I was appreciating djgra79's FCG prop, and decided to try my own. Mine is a little different, trying to incorporate the majority of a skeleton torso in with the ghost. I'll experiment later with paint combinations to give the skeleton a slight glow as well.

Here is what I have so far...






As you can tell, my skelly is doing more of a dance than a "float". (looks lie one of the dudes from a vintage Halloween cartoon).

My question is.... which should I get a _stepdown converter_, or a _rheostat?_

Thanks,
Cass


----------



## David_AVD (Nov 9, 2012)

If you want to adjust the speed, you want either a motor speed controller or an adjustable buck converter.

DJ used the latter type with a display. Search eBay for "5A dc converter adjustable". Note that the actual adjustment is done via the little trim control. The buttons simply select the input or output reading.


----------



## djgra79 (Oct 11, 2015)

Hi Doc, glad I helped inspire someone!
As David mentions, I have used a buck converter to reduce my 12v down to 5.1v for my motor movement. Here is the exact listing I used, it is a AUS seller so you may be able to find one closer to home:
http://www.ebay.com.au/itm/DC-DC-St...763551?hash=item236154339f:g:Z0sAAOSwX~dWn5M8

I see you went with the straight, in a row design which was what I initially was going for. This will take up less room of the prop overall but feel free to experiment with the location of your eyebolts, particularly if your motor starts to struggle at lower RPM.
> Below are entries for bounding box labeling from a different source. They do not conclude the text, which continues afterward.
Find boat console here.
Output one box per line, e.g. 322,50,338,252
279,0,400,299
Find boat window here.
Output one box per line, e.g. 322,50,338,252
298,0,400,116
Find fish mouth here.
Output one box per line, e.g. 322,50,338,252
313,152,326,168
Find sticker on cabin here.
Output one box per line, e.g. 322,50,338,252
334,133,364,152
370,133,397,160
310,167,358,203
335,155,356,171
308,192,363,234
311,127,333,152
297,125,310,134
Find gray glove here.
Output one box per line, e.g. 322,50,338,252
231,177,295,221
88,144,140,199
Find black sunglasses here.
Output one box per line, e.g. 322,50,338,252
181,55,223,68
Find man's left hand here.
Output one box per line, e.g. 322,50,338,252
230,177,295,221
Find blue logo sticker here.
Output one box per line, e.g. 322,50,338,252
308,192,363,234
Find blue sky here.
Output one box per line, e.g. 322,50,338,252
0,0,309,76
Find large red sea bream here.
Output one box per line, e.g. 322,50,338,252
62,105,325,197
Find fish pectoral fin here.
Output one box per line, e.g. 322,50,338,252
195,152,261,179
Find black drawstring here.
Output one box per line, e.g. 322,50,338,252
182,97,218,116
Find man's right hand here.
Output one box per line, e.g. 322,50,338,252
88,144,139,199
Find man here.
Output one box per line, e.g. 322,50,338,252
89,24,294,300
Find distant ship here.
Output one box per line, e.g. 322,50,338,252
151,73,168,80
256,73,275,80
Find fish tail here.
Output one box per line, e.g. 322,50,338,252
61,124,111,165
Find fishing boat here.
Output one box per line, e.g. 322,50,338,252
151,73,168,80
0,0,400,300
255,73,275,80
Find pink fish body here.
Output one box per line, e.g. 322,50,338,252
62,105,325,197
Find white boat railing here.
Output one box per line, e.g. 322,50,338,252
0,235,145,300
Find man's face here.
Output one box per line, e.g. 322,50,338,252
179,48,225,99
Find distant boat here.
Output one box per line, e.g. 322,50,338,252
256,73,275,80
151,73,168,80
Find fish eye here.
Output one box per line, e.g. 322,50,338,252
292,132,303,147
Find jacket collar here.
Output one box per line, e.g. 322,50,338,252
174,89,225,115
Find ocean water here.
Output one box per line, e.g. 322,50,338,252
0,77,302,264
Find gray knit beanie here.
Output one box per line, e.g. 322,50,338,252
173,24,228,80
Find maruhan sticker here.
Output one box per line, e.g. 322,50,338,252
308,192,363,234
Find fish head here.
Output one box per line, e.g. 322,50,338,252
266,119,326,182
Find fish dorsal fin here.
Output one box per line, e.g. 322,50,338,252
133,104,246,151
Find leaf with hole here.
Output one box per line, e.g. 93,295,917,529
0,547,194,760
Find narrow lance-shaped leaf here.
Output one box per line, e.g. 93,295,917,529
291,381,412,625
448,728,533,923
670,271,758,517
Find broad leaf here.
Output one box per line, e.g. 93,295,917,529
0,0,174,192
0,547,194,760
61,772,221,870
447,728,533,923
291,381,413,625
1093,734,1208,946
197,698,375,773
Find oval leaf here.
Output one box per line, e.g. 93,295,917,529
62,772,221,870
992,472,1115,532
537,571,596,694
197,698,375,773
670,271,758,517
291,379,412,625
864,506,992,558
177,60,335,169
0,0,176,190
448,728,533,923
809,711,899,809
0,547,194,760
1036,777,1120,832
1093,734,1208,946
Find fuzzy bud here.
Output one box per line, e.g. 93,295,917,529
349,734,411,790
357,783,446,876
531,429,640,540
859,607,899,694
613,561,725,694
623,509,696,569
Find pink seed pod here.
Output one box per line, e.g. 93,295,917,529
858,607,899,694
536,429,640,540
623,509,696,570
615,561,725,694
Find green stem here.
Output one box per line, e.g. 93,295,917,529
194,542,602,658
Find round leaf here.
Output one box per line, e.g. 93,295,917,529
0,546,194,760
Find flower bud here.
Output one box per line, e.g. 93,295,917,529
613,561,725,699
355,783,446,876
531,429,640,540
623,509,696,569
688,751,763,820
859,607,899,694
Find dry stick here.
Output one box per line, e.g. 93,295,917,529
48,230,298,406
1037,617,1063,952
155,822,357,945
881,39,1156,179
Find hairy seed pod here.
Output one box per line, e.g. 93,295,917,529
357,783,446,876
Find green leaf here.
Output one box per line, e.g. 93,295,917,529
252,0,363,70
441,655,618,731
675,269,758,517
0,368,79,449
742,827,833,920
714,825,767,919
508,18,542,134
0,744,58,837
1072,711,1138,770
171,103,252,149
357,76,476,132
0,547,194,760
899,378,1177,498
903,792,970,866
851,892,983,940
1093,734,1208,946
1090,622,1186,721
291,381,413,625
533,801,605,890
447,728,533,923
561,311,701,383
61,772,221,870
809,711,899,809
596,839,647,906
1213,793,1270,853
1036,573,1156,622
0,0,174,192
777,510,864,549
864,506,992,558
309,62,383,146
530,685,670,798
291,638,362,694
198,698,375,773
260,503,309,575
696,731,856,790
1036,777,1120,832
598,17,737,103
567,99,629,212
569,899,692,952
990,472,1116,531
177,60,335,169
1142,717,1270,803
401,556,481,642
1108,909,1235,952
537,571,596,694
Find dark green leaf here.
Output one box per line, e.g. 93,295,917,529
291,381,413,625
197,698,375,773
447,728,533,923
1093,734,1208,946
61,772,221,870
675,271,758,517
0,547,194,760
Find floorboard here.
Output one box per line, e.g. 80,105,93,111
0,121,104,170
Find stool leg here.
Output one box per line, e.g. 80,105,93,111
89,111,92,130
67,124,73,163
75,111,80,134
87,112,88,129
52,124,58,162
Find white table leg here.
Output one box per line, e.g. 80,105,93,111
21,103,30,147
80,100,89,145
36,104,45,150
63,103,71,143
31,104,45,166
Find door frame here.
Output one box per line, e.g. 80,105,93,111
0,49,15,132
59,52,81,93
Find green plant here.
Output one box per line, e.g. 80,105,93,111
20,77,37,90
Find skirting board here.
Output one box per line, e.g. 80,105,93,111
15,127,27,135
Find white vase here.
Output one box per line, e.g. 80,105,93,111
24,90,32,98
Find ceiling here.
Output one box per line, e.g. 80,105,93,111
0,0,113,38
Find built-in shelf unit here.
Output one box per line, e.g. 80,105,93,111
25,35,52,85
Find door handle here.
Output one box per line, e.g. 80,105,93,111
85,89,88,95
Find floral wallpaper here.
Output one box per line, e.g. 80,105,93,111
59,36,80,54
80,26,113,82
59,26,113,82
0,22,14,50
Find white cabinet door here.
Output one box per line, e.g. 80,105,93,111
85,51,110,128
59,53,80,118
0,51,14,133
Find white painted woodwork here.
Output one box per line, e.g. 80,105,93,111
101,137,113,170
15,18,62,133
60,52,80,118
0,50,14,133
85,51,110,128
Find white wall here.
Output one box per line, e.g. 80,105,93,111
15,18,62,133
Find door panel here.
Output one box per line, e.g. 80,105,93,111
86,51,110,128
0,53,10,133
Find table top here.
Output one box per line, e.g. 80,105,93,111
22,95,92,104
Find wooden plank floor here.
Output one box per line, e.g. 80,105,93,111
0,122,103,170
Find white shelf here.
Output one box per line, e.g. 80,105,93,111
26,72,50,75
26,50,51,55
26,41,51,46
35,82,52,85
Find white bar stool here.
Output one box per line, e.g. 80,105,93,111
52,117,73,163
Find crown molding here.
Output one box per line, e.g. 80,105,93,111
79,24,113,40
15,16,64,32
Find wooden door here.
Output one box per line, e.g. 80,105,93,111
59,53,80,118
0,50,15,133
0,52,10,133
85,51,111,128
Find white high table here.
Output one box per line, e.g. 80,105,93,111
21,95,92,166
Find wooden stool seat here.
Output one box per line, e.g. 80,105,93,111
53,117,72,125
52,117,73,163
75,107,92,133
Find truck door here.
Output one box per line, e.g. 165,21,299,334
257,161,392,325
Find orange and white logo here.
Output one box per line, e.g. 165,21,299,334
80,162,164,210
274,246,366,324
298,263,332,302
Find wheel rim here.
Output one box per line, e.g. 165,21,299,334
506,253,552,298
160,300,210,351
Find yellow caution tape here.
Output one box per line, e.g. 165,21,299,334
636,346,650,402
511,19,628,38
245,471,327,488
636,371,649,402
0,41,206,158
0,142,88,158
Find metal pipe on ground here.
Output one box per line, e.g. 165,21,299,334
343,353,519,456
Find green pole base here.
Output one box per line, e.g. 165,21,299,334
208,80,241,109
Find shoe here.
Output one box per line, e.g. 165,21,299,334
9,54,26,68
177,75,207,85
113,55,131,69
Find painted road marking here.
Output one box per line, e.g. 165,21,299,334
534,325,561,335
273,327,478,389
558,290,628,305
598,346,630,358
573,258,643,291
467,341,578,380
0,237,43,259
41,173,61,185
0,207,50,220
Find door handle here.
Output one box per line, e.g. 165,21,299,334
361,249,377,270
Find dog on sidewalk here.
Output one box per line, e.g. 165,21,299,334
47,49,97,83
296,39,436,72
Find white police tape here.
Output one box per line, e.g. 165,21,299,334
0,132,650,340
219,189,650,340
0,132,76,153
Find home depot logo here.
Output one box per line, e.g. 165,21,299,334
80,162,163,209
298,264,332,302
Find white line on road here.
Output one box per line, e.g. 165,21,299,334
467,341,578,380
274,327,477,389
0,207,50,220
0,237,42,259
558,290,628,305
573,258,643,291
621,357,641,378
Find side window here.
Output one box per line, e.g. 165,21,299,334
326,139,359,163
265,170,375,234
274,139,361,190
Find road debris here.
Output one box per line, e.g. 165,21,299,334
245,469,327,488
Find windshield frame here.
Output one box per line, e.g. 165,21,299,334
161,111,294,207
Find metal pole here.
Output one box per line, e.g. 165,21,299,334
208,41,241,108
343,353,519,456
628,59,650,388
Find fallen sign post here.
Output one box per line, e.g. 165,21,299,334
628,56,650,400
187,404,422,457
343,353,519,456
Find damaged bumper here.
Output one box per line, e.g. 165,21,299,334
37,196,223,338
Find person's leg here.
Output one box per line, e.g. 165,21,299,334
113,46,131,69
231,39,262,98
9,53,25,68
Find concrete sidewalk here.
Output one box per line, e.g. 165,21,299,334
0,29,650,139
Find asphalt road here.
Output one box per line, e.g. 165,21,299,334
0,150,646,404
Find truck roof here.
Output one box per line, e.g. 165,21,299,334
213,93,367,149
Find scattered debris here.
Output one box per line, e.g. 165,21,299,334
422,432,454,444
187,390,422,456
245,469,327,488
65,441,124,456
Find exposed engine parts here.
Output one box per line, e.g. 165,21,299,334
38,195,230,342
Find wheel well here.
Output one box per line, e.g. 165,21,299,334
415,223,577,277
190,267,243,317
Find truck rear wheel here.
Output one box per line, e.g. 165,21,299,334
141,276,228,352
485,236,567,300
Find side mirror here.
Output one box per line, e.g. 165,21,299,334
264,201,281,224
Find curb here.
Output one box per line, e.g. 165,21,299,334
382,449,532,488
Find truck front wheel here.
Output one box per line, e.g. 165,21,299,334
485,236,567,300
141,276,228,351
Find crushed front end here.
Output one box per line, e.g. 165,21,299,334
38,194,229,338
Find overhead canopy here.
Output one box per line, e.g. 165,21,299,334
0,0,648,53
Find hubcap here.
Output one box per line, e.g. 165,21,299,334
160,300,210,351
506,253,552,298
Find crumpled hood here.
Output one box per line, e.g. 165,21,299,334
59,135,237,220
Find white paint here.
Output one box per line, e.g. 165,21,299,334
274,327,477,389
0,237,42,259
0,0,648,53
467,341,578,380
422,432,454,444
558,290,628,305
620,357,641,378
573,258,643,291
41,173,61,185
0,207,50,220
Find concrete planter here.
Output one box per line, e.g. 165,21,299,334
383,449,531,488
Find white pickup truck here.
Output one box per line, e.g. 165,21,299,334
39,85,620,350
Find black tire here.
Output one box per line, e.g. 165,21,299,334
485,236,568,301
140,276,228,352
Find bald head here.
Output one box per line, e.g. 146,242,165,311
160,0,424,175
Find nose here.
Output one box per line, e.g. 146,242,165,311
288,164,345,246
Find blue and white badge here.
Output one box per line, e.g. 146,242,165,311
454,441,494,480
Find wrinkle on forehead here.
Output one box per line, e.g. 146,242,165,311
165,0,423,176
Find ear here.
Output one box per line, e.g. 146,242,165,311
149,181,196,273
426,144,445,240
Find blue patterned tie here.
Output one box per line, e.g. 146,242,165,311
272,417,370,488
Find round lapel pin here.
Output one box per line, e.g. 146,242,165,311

keep us posted on your progress


----------



## Doc-Dead-Inside (Aug 12, 2013)

Thank you gentlemen! I will keep you posted on my progress.


----------



## BillyVanpire (Apr 22, 2015)

there should be a few wires on the wiper motor, 
hi speed, low speed & park.

Have you tried the low speed, or maybe just a 5v wall adapter?


----------



## Doc-Dead-Inside (Aug 12, 2013)

The low speed is still 15rpm. I also tried a couple different lower voltage wall plugs, and the motor seemed to stutter rather than slow down.


----------



## Slanks (Feb 21, 2009)

I use PWM's to control the speed of a wiper motor when I am using a 12V power supply. They can be cheaply sourced on ebay - http://www.ebay.com/itm/6PCS-12V-40...e=STRK:MEBIDX:IT&_trksid=p2060353.m2749.l2649

Otherwise, I use 5V - 5A power supply for slower movement.

You need at least 4 - 5 amps or you will experience stuttering or no movement.


----------



## David_AVD (Nov 9, 2012)

Just be aware that a PWM light dimmer is not suitable and will likely fail in this application.

You need a PWM motor speed controller which is built slightly differently (extra parts).

The ones linked to in the above post are the correct type.


----------



## hedg12 (Jul 6, 2008)

I've used these in the past. Just be sure to put a fuse in line ahead of the controller. The controller is rated for 8 amps, but I'd recommend a 5 amp fuse just to be safe. Your FCG shouldn't draw anywhere near that much current.


----------



## Doc-Dead-Inside (Aug 12, 2013)

Thank you guys for all the replys, and helpful pointers!!

I went with the Buck Converter, and it is working great. I'll get a video up either later today or tomorrow to show my progress.

I'm currently playing around with florescent colors to get the bones to glow as well. Debating on putting LEDs in the eyes.


----------



## Doc-Dead-Inside (Aug 12, 2013)

So here's my update video...

I'm diggin the orange glow of the skeleton so far. Thinking about rigging me up a rib cage too, and maybe LED's for the eyes. But thank you for the info on the stepdown. Works awesome!


----------



## djgra79 (Oct 11, 2015)

Looks great Doc, nice steady motion!


----------



## RowlandHarris (Sep 11, 2009)

For some reason, I didn't see the other responses and I can't see how to delete a post. So ignore this!


----------



## diamonddave_k (Nov 9, 2016)

Nice prop looks great!


----------



## greenjeep79 (Jul 18, 2018)

Wow that turned out great. I'm definitely going to try my own build, what a great idea. love the slow float movement


----------